No, it wasn’t a normal shadow cast by a box. It was moving entirely on its own.

It was slender, slithering, and stretching toward him from the darkness, fingers composed of smoke and eyes that began to glow with a faint, deep red light. The old servant screamed, her voice a reedy whistle of terror.

“It’s them! The darkness… the shadows!”

Jonathan swung the heavy brass lamp around to face the corner. The shadow recoiled from the beam, shrieking with a voice that wasn’t quite human.

It wasn’t quite the twins anymore, but something infinitely worse. It was older, smarter, and incredibly patient.

Mrs. Rutherford screamed again as the dark mass detached from the wall. Her husband tried to grab her arm to pull her away, but the shadow slipped right through his grasp like cold water.

Jonathan turned the lamp reflector again, spinning the heavy apparatus, trying desperately to keep the concentrated light on the entity. But the shadows were everywhere in the attic now, filling the corners, pooling behind old boxes, and creeping upward from the open hatch.

A voice hissed from the absolute dark—low, mocking, and childlike, yet thoroughly monstrous.

“Mama. Papa.”

Jonathan stumbled backward, his boots catching on a trunk, nearly falling straight down the open ladder hatch. The shadows stretched upward from the floorboards, curling like black smoke around their ankles.

Every single flicker of the dying sun lamp made them recoil for a second, but they never vanished entirely. They were always returning, always waiting for the energy to fail.

The old servant grabbed Jonathan’s arm with her cold, trembling hand.

“They never die,” she whispered into his ear. “They just wait in the darkness, and they will always remember your light.”

Jonathan’s hand shook so violently he could no longer turn the lamp crank. He realized the horrible truth of the Providence estate.

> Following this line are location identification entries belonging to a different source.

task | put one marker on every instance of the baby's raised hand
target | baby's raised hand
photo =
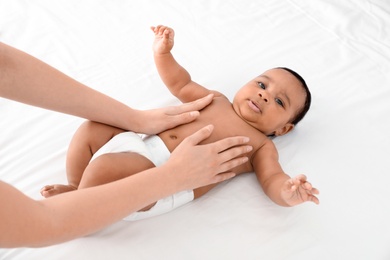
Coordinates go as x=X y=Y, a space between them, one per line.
x=297 y=190
x=163 y=41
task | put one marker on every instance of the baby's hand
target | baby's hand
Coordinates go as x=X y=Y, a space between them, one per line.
x=297 y=190
x=163 y=41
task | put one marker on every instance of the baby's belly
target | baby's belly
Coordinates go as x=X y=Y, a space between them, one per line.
x=173 y=137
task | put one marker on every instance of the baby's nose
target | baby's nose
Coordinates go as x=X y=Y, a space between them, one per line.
x=262 y=95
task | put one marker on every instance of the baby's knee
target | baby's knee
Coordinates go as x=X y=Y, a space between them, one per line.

The twins weren’t destroyed by the sun lamp; they had simply been freed from their physical constraints. They had become an indelible part of the shadows, a part of the house itself, and they would always hunt those who dared to enter.

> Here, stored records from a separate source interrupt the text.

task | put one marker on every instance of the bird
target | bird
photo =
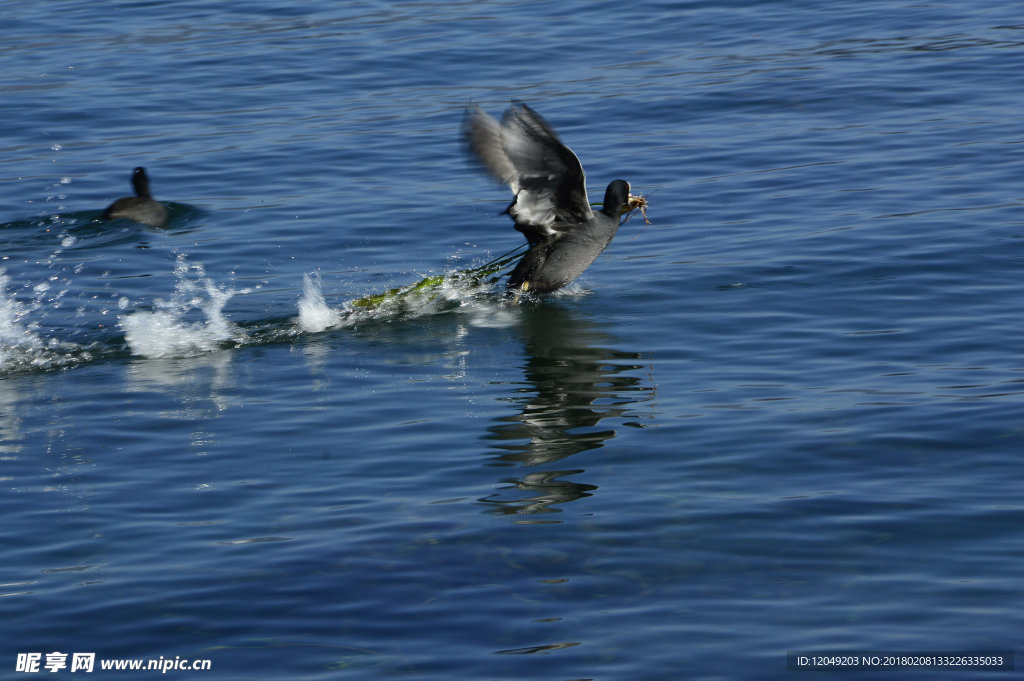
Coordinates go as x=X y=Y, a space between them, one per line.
x=550 y=207
x=140 y=208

A sudden, freezing wind blew upward through the attic hatch, and the hand lantern sputtered out completely. The shadows lunged forward from every corner, moving faster than the human eye could follow.

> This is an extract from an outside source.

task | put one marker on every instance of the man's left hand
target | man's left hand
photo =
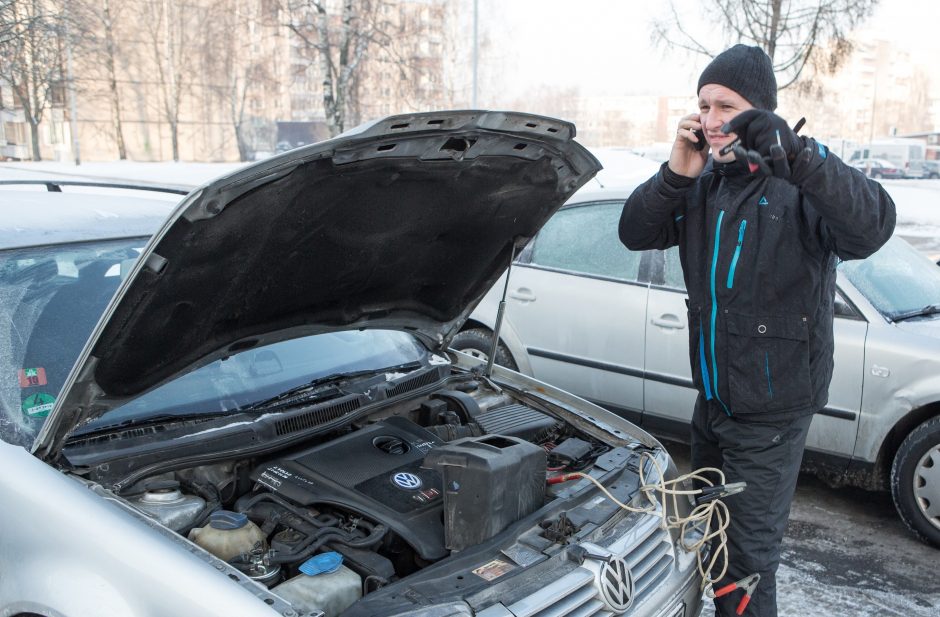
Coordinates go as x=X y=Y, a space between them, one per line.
x=759 y=129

Jonathan screamed into the void. The very last thing he saw before the sun lamp went out entirely were two pairs of glowing red eyes.

They were exactly like the twins’ eyes, hovering in the total darkness, watching, and waiting. The attic fell into a permanent silence, but somewhere deep beneath the floorboards, something else stirred.

And Providence would never be safe again.